LK: I mean I think like we’re just two people and we have our individual perspectives, we’re both academics, we come from our environments that we live in and we cant know everything and this is true I mean of anything. No single person knows everything, but especially when working with data which is usually or can easily be martialed to make to make these sweeping claims. I think it’s a really important process for us to do and also for people to see to say like if the goal is actually better knowledge and more knowledge and more complete knowledge and we really think that we can use data in order to get there, but in order to do so, you need to acknowledge also the limits of what any single person or any single perspective can bring.

JS: Great, then try to acknowledge at least your own biases and then let people tell you where you’re wrong.

LK: Yeah.

JS: How do people provide comments to you? What’s the process like?

LK: Yeah they just go to the website which I’ll say now is –

JS: I’ll put it on the show note.

LK: Okay good yeah [inaudible 00:31:25]. Yeah so just you go to the website that Jon is going to post and when you read the draft of the text, you just highlight some texts. It’s very similar to medium.com. So you just highlight the text and post a comment that way. And you can also [inaudible 00:31:45].

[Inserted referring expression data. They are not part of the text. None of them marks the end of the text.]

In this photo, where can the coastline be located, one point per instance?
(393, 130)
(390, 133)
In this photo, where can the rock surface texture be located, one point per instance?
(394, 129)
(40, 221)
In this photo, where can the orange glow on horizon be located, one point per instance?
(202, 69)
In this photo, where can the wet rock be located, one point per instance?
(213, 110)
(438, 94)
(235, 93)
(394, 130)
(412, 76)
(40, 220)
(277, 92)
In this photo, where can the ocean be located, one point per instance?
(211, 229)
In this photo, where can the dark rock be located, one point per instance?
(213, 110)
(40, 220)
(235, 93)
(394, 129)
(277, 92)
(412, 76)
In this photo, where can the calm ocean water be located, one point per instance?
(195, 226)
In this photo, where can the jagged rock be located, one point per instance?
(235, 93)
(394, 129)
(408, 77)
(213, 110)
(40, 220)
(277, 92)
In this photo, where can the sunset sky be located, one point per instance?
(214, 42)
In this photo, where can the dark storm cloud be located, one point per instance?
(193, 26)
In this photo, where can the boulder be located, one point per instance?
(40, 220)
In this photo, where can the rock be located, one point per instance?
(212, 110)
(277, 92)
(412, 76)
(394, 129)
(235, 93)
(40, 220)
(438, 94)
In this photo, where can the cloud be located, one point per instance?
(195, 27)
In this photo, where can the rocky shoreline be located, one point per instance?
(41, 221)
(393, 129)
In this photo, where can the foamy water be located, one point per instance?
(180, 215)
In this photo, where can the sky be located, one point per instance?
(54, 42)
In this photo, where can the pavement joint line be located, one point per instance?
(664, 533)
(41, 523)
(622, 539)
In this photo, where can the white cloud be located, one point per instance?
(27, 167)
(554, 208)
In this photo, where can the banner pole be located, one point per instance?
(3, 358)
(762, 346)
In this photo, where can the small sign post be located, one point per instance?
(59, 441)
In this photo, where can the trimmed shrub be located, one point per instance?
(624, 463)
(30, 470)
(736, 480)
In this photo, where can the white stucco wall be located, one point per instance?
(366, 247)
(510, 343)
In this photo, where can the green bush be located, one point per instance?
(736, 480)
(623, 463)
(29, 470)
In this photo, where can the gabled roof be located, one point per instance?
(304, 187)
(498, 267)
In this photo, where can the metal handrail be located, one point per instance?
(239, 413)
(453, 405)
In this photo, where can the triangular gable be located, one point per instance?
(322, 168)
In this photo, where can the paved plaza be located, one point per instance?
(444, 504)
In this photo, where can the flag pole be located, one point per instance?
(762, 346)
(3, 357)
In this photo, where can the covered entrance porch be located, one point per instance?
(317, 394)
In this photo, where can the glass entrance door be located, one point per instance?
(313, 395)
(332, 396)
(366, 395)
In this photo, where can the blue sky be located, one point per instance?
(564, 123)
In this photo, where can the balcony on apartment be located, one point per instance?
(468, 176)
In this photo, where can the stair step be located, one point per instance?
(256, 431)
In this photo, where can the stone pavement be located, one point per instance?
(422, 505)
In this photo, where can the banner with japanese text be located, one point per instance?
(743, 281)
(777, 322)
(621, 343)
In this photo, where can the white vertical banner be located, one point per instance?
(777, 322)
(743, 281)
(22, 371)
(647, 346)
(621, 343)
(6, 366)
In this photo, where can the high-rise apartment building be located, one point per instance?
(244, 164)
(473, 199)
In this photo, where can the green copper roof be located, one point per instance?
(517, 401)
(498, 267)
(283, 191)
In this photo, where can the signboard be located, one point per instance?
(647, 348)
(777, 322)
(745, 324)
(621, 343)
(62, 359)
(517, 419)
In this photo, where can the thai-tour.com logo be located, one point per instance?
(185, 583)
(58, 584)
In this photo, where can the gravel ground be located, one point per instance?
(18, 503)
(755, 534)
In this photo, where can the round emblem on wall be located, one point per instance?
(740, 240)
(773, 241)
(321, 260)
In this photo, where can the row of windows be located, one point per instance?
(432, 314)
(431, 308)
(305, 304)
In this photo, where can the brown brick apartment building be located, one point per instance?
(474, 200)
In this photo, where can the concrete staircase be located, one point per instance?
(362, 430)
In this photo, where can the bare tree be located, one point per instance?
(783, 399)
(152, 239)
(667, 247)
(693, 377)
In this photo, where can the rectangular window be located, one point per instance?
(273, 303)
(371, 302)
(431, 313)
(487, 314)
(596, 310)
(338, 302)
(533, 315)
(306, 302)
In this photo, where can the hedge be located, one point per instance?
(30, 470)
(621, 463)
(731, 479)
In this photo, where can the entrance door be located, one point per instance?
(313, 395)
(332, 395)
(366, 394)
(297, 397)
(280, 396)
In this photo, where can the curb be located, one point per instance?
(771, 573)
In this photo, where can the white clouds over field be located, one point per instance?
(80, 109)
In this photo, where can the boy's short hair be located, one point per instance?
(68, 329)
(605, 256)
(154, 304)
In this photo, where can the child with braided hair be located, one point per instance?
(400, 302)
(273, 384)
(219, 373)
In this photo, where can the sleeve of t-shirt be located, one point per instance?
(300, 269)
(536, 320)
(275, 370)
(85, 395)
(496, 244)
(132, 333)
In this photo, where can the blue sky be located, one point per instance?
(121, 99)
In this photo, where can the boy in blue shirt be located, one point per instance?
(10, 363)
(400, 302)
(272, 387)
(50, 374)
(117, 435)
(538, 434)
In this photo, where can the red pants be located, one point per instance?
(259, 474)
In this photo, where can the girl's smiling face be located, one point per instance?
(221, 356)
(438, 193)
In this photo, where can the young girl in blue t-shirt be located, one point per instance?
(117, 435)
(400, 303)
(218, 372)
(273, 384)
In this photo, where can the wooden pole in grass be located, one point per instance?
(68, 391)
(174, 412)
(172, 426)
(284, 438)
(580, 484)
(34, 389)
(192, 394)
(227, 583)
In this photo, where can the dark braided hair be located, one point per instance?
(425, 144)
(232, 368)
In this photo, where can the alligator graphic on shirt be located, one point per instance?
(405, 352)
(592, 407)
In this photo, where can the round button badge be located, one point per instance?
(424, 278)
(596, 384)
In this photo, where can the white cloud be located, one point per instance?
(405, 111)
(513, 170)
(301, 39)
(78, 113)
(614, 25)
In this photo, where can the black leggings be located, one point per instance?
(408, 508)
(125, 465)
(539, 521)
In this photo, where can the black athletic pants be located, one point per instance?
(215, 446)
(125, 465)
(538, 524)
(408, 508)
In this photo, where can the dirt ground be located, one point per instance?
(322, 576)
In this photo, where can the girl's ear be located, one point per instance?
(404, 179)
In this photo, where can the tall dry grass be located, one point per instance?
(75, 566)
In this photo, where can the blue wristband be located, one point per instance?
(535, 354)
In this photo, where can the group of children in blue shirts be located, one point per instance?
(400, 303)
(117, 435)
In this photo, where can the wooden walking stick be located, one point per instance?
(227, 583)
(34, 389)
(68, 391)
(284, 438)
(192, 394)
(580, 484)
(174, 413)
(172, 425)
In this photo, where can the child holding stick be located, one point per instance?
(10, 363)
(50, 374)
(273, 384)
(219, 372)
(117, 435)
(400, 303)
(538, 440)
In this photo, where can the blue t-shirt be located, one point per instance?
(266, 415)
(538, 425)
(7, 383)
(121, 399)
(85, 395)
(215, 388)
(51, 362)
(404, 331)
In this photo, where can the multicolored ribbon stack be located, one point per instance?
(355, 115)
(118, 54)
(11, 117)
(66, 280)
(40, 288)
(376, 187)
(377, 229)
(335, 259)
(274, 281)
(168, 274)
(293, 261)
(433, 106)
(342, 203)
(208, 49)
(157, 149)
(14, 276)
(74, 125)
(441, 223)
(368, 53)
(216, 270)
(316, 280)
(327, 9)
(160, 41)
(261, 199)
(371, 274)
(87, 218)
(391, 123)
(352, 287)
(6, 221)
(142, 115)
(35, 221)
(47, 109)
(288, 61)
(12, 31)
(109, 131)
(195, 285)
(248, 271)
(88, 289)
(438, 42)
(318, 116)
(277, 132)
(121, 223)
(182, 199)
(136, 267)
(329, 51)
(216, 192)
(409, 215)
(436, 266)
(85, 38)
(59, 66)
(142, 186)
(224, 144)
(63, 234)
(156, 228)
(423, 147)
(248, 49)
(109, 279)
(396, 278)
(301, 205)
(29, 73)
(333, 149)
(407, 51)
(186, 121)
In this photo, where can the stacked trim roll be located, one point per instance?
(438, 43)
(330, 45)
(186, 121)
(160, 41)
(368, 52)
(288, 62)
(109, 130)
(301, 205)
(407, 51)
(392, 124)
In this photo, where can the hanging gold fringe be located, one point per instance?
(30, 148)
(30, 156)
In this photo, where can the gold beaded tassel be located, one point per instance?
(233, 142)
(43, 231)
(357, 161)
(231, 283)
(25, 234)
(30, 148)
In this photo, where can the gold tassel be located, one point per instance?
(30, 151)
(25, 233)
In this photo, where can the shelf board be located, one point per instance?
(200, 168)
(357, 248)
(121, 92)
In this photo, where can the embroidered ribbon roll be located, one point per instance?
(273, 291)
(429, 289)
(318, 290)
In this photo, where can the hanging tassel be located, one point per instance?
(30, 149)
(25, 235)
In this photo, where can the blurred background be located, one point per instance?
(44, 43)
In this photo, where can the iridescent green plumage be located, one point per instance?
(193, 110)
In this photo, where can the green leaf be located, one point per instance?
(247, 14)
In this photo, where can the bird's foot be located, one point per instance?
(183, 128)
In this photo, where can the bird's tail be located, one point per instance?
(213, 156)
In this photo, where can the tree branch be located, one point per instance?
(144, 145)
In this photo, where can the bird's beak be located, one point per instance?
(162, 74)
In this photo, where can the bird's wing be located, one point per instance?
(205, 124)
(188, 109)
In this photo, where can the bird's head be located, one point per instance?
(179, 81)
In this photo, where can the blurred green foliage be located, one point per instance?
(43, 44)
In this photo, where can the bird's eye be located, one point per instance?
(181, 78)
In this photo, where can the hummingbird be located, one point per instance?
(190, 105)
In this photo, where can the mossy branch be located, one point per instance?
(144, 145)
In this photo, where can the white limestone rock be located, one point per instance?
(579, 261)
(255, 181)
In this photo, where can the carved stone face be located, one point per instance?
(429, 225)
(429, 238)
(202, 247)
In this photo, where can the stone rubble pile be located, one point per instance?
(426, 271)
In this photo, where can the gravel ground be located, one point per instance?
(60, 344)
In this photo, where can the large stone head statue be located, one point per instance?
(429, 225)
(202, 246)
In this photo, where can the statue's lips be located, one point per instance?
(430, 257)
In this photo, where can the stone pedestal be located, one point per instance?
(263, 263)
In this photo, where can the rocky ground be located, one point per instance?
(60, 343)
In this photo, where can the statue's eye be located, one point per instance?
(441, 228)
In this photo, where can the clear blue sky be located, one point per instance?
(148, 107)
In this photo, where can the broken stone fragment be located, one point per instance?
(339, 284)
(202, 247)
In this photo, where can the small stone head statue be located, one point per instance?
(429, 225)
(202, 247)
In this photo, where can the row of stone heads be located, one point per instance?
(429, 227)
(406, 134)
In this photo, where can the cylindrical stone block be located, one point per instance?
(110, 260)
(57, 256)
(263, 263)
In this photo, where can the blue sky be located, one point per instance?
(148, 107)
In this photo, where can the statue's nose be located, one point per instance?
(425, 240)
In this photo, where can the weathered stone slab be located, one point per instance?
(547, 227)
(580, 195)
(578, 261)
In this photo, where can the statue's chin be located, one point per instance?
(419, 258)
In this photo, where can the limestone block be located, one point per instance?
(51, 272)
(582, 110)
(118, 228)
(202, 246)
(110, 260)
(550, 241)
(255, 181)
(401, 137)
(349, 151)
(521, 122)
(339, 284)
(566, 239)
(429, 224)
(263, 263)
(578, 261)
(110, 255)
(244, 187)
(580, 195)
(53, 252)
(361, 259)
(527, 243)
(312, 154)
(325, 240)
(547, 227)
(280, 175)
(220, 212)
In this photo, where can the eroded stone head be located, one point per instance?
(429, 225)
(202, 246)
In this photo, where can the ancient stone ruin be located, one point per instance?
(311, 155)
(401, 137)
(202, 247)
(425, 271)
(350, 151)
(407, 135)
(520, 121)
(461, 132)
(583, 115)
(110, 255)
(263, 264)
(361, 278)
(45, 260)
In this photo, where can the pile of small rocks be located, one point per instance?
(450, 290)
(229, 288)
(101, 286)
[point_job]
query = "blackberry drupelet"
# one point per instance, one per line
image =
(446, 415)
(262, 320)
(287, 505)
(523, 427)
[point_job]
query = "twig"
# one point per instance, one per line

CD: I think you need to register first and the link to register I think is in the top right, I’m not sure.

JS: Okay and how long are you keeping comments open?

LK: Till January 7th.

JS: Okay so people have their holiday break to just sit down for a couple of days –

LK: Now start with the conclusion.

JS: Start with the conclusion and work your way back. Okay so then January 7th and then you go back to editing and then we expect the book in our hands when?

LK: Spring 2020. It sounds forever.

JS: Spring 2020, so another year or so everybody has to hold their breath, but I’ve noticed that people are excited about the fact that there is a book on this topic and I know Catherine you’ve been around talking about this topic, did a great talk at InfoPlus back in the fall and I’ll link that talk as well. Well, it’s great. Thank you both for coming on the show. This is the last podcast episode of 2018. I think it’s a great topic to end on especially this year. So yeah thanks for coming on the show.

LK: Thank you. Thank you for having us.

CD: Thank you.


JS: Thanks everyone for tuning in to this week’s episode. I hope you will go check out the website for the Data Feminism book, put your comments in, take a look, read, maybe even read some of the later chapters as I’m guessing there’s probably a drop off, people get in, edit and it drops off. And so do take a look and provide your thoughts and your comments to get to this concept of pluralism. See I’m learning all sorts of new things today, so it’s great. Yeah so thanks everyone for tuning in. Have a very happy and safe holidays and a happy new year and this has been the PolicyViz podcast. Thanks so much for listening.